Obwohl ich nun nichts zu ersten Folge geschrieben habe und wohl auch nicht mehr werde, hat dieser Anime doch auch seine Qualitäten. Worum es dabei geht, ist eigentlich schon sehr direkt im Vorspann der Serie ersichtlich. Es geht um Liebe, weibliche Liebe, zwischen weiblichen Gefährtinnen. Für Anhänger der Yuri-Genres ist dies seit längerer Zeit endlich wieder einmal ein Anime, der viel auf Gefühl setzt, obwohl die Handlung bisher sehr einfach gestrickt ist.

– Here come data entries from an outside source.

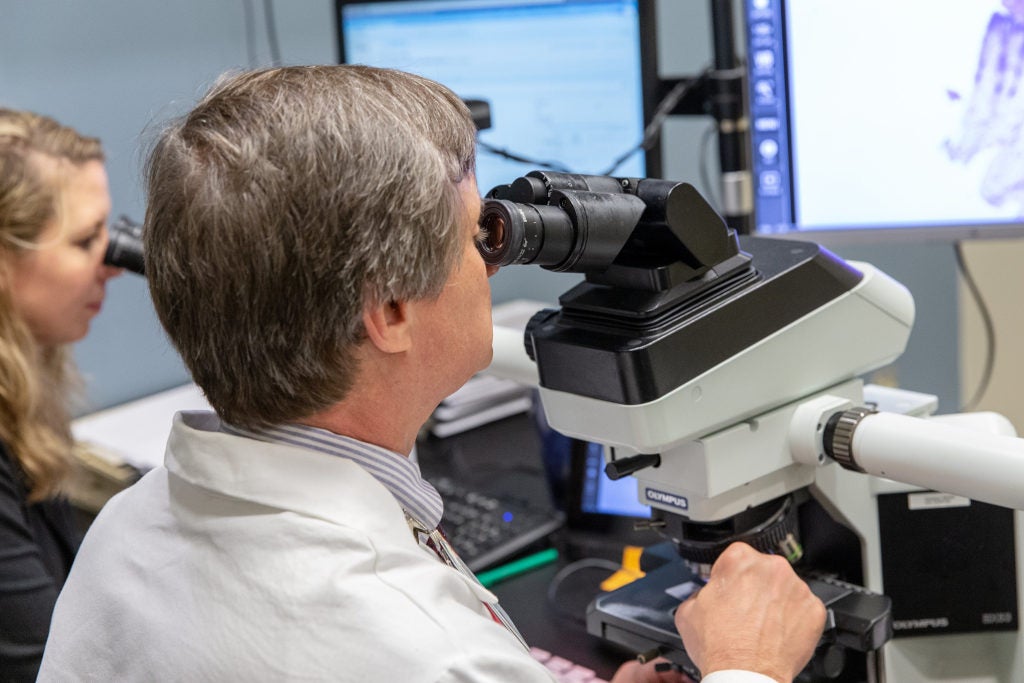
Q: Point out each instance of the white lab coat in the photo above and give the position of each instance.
(242, 560)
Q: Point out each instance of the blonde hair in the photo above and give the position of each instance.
(35, 382)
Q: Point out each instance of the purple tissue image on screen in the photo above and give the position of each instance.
(994, 110)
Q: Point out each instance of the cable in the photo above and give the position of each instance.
(249, 11)
(652, 131)
(986, 321)
(271, 33)
(650, 135)
(498, 152)
(710, 191)
(565, 572)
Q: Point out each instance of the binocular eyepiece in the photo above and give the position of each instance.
(589, 223)
(125, 247)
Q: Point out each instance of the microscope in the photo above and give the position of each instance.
(723, 373)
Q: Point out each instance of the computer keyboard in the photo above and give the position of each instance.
(485, 529)
(563, 670)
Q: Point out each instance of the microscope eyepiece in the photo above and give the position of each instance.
(125, 247)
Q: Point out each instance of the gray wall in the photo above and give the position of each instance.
(118, 68)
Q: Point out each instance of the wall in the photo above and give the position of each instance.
(118, 68)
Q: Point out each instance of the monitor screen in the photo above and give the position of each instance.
(563, 78)
(880, 119)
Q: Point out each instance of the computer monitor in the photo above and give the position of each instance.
(564, 78)
(881, 120)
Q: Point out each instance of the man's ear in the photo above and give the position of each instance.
(387, 327)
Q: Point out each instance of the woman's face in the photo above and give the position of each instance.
(58, 286)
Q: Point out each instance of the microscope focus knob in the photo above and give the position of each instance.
(838, 436)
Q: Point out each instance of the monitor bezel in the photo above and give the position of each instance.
(650, 85)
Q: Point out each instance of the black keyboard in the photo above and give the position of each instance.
(485, 529)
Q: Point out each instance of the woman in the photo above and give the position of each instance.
(54, 205)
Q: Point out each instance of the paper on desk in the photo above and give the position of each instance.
(136, 432)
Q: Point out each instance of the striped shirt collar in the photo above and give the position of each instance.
(396, 473)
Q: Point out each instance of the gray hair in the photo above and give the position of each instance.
(283, 205)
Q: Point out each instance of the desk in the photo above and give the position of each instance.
(505, 458)
(524, 598)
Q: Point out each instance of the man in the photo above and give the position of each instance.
(310, 249)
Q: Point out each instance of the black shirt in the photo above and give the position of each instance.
(37, 545)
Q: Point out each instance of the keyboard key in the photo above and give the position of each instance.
(486, 529)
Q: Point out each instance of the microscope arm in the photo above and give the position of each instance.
(932, 453)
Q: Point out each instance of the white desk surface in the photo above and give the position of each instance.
(136, 432)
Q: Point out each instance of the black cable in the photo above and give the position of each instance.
(250, 15)
(711, 193)
(498, 152)
(565, 572)
(651, 132)
(271, 33)
(986, 319)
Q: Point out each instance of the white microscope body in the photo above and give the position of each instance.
(742, 404)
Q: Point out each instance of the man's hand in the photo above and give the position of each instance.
(755, 613)
(634, 672)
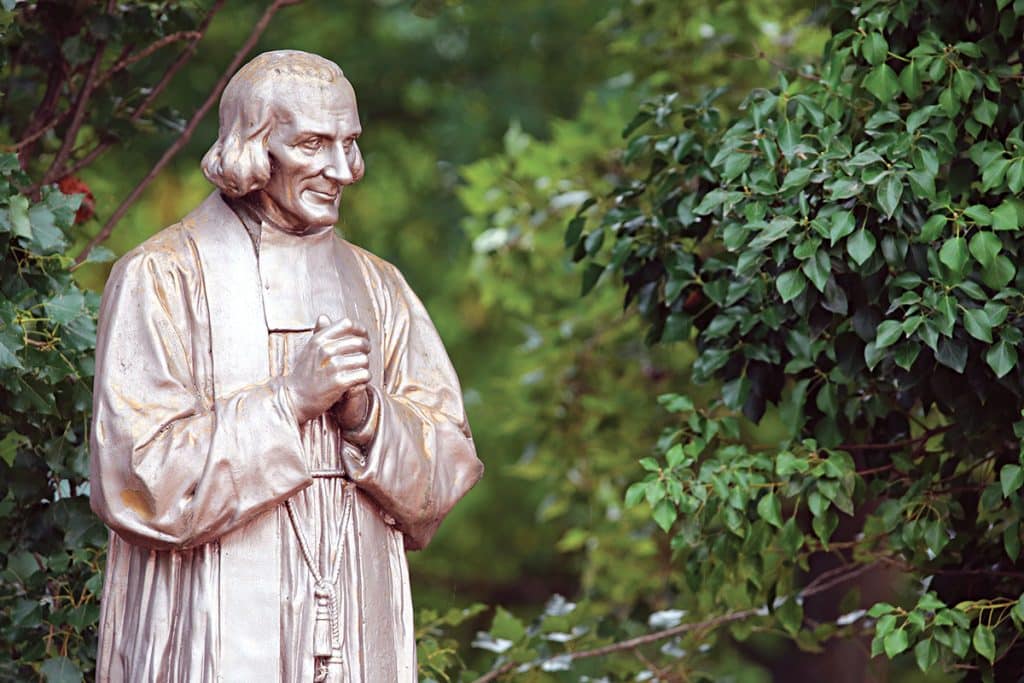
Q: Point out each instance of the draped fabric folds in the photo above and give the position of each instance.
(195, 449)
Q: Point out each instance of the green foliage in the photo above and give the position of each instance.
(843, 250)
(53, 545)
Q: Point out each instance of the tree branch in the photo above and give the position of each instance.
(56, 168)
(707, 625)
(181, 59)
(130, 59)
(119, 213)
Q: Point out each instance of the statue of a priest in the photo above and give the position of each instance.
(275, 419)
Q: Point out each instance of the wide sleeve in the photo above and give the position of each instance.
(169, 467)
(418, 459)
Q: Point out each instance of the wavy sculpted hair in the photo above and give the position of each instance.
(238, 162)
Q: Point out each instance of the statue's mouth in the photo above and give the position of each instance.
(324, 196)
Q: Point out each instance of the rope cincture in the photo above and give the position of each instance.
(324, 587)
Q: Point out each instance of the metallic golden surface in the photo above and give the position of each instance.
(275, 419)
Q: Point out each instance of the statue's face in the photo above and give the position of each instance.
(313, 154)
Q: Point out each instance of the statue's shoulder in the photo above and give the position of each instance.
(375, 267)
(172, 251)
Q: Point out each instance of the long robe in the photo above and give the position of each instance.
(196, 450)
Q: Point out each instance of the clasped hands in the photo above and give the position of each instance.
(332, 372)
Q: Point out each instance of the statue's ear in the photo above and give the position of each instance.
(355, 163)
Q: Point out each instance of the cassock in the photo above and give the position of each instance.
(246, 547)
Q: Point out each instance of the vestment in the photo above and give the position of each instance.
(195, 449)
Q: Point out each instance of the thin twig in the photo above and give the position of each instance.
(183, 57)
(170, 153)
(707, 625)
(130, 59)
(895, 444)
(56, 168)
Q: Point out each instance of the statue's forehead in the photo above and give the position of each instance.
(316, 104)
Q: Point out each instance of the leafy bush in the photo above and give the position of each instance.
(844, 251)
(53, 545)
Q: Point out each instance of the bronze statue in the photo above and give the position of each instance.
(275, 419)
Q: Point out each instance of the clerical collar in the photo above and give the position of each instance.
(256, 221)
(298, 272)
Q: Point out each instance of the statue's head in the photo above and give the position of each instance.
(288, 130)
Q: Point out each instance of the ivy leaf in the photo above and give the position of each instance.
(999, 272)
(1011, 479)
(1007, 216)
(860, 246)
(889, 333)
(770, 510)
(896, 642)
(1001, 357)
(951, 353)
(932, 228)
(984, 642)
(665, 514)
(984, 247)
(841, 225)
(883, 83)
(791, 285)
(953, 254)
(60, 670)
(889, 194)
(926, 653)
(875, 48)
(977, 325)
(9, 444)
(818, 268)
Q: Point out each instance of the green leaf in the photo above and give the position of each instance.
(788, 138)
(66, 307)
(818, 268)
(896, 642)
(984, 642)
(875, 48)
(932, 228)
(953, 254)
(665, 514)
(770, 510)
(888, 334)
(1001, 357)
(796, 178)
(1011, 479)
(977, 325)
(926, 653)
(841, 225)
(984, 112)
(60, 670)
(791, 615)
(909, 80)
(984, 247)
(17, 211)
(951, 353)
(791, 285)
(979, 214)
(999, 272)
(1007, 216)
(860, 246)
(9, 445)
(1015, 176)
(889, 193)
(883, 83)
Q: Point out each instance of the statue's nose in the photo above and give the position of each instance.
(339, 170)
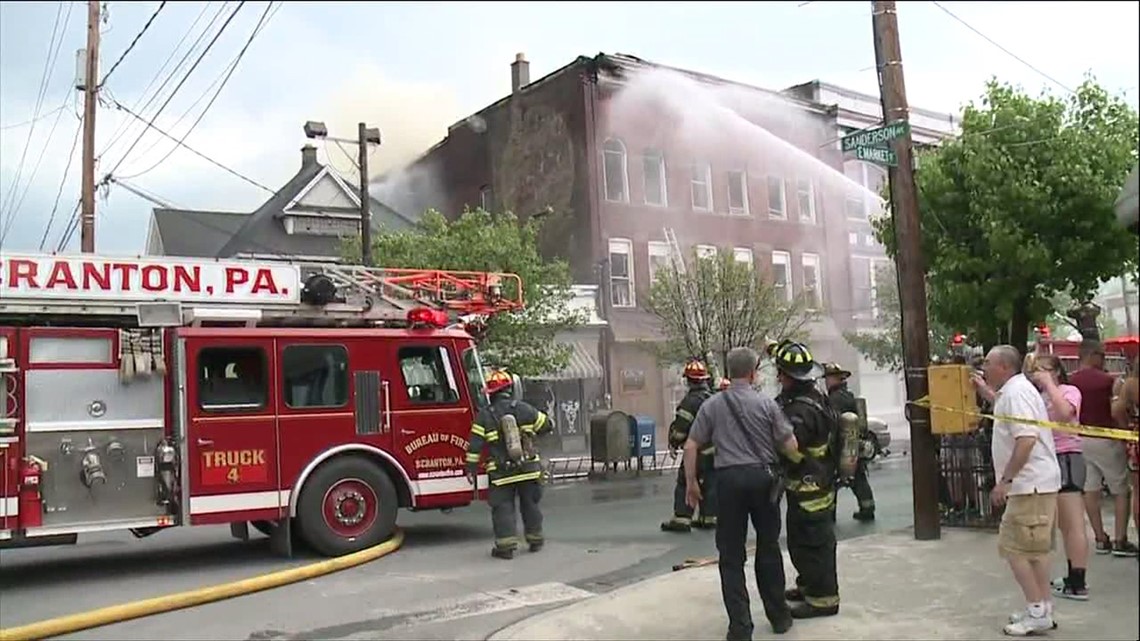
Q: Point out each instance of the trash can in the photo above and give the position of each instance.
(643, 439)
(609, 437)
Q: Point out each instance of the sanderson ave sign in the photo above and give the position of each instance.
(880, 137)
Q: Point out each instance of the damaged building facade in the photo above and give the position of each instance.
(610, 178)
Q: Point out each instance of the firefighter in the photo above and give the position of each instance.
(697, 378)
(507, 429)
(809, 485)
(844, 400)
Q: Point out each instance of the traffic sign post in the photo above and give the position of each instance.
(873, 145)
(877, 155)
(879, 137)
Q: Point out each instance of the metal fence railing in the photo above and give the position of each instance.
(966, 480)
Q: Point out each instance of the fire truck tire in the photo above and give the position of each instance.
(348, 504)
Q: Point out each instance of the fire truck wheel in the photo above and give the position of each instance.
(348, 504)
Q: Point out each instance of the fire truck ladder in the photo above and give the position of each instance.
(330, 295)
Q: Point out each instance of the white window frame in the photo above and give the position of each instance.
(807, 217)
(740, 176)
(485, 197)
(618, 154)
(705, 251)
(694, 185)
(623, 246)
(782, 214)
(743, 254)
(782, 260)
(812, 261)
(657, 249)
(662, 177)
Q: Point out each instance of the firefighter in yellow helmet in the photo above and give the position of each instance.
(811, 483)
(507, 429)
(844, 400)
(697, 376)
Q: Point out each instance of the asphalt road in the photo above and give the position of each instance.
(442, 584)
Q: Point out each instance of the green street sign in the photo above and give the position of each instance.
(878, 137)
(877, 155)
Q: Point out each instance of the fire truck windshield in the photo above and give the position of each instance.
(475, 382)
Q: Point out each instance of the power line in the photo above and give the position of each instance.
(1007, 51)
(261, 22)
(172, 94)
(63, 183)
(139, 106)
(41, 116)
(49, 65)
(131, 46)
(192, 149)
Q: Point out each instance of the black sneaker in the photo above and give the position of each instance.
(1124, 549)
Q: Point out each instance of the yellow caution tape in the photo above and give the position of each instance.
(1069, 428)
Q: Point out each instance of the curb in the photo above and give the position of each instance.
(121, 613)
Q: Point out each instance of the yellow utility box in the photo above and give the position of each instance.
(954, 397)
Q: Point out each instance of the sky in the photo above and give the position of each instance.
(413, 69)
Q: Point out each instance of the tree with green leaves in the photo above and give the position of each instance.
(479, 241)
(718, 303)
(1019, 207)
(884, 343)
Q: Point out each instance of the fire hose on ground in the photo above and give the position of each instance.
(110, 615)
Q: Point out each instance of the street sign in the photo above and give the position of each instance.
(877, 155)
(878, 137)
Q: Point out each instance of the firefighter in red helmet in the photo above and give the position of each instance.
(507, 429)
(697, 376)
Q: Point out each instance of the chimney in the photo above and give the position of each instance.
(520, 73)
(308, 156)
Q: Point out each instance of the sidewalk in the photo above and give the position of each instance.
(892, 587)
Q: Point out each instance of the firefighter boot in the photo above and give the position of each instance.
(677, 524)
(803, 609)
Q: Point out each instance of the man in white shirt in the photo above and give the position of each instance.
(1028, 479)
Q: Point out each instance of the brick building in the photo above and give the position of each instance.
(611, 178)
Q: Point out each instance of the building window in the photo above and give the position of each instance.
(778, 202)
(738, 193)
(781, 273)
(701, 186)
(615, 175)
(855, 194)
(706, 251)
(805, 194)
(621, 273)
(428, 375)
(812, 284)
(658, 258)
(742, 254)
(315, 375)
(485, 197)
(656, 184)
(231, 379)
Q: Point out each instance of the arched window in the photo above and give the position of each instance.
(615, 176)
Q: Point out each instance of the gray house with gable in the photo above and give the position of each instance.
(307, 219)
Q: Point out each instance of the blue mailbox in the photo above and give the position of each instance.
(642, 436)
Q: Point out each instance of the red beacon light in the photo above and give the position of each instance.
(425, 317)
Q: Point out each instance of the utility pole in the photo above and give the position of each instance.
(90, 88)
(365, 200)
(911, 268)
(366, 136)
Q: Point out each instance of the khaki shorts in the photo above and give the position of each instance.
(1106, 461)
(1026, 529)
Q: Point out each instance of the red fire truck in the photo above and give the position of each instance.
(154, 392)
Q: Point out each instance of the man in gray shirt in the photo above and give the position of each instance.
(749, 431)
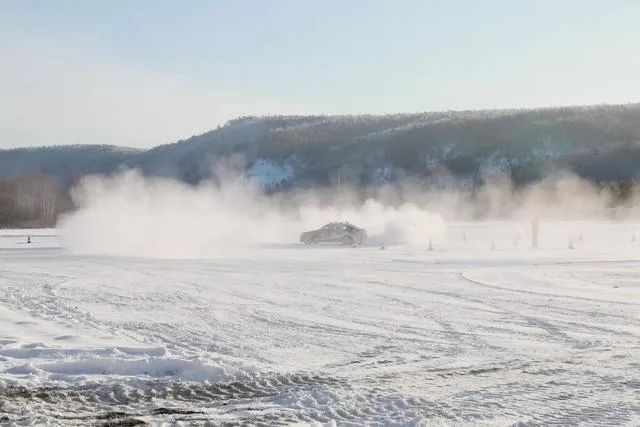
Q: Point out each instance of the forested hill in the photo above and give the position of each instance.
(601, 143)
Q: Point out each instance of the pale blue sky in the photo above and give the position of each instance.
(147, 72)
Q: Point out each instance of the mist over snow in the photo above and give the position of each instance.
(131, 215)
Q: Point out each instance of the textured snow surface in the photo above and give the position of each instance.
(481, 330)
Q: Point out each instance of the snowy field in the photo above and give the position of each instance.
(481, 330)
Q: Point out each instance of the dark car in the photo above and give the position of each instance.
(335, 232)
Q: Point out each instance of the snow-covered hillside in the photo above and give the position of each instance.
(480, 330)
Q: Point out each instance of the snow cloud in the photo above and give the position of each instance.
(131, 215)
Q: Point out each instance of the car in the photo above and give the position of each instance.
(335, 232)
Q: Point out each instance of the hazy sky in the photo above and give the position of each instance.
(146, 72)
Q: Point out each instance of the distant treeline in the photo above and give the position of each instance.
(32, 201)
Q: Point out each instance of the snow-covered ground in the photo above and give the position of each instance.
(481, 330)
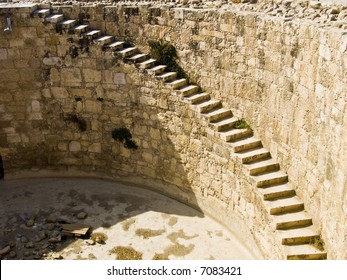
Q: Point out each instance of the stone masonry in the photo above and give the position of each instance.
(286, 78)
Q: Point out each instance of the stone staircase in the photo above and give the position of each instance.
(300, 239)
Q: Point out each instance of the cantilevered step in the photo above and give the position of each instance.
(198, 98)
(208, 105)
(254, 155)
(92, 34)
(79, 29)
(246, 144)
(258, 168)
(219, 115)
(55, 18)
(42, 13)
(114, 46)
(277, 192)
(304, 252)
(285, 205)
(136, 58)
(224, 124)
(292, 220)
(103, 40)
(146, 64)
(167, 76)
(127, 52)
(156, 70)
(236, 134)
(188, 90)
(298, 236)
(175, 84)
(67, 24)
(271, 178)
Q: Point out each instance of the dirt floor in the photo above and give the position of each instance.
(126, 222)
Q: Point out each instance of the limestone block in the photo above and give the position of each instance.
(92, 106)
(119, 78)
(62, 146)
(91, 76)
(3, 54)
(74, 146)
(71, 76)
(52, 61)
(59, 92)
(35, 106)
(95, 148)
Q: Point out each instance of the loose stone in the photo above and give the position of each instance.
(5, 250)
(82, 215)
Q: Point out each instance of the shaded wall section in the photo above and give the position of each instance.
(61, 98)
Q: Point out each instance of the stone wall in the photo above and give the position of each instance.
(286, 78)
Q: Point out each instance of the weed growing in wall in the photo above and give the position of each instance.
(124, 135)
(73, 118)
(165, 54)
(242, 124)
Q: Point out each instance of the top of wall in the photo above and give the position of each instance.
(325, 13)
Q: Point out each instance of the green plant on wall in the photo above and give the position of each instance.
(123, 135)
(242, 124)
(165, 54)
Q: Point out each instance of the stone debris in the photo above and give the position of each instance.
(89, 242)
(82, 215)
(29, 245)
(5, 250)
(30, 223)
(57, 256)
(23, 239)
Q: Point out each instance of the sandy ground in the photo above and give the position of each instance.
(126, 222)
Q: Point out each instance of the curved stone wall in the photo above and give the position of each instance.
(285, 78)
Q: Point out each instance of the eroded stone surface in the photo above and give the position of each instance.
(142, 224)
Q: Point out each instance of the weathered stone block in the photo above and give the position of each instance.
(92, 106)
(74, 146)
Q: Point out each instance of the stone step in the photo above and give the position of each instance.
(42, 13)
(114, 46)
(167, 76)
(127, 52)
(304, 252)
(208, 105)
(137, 58)
(103, 40)
(219, 115)
(146, 64)
(285, 205)
(188, 90)
(177, 83)
(254, 155)
(246, 144)
(236, 134)
(92, 34)
(298, 236)
(198, 98)
(277, 192)
(261, 167)
(55, 18)
(225, 124)
(156, 70)
(292, 220)
(79, 29)
(67, 24)
(270, 179)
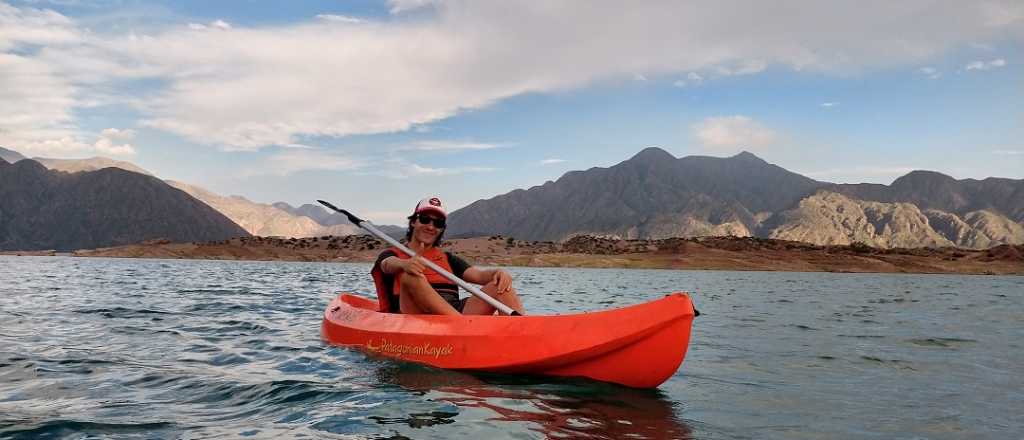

Die groß gewachsene Fumi Manjōme kann es einfach nicht verkraften, dass ihre einstige Liebe Chizu Hanashiro von einem Mann weggeschnappt wurde, der sie auch gleich heiratet. Damit nicht zurecht kommend, versucht sie ihr einfach nur fern zu bleiben und verweigert sich mit vorgetäuschter Krankheit an der Hochzeit teilzunehmen. Stattdessen schleicht sie sich aus dem Haus und versucht mit Hilfe ihrer Kindheitsfreundin Akira Okudaira sich von diesem herben Rückschlag abzulenken.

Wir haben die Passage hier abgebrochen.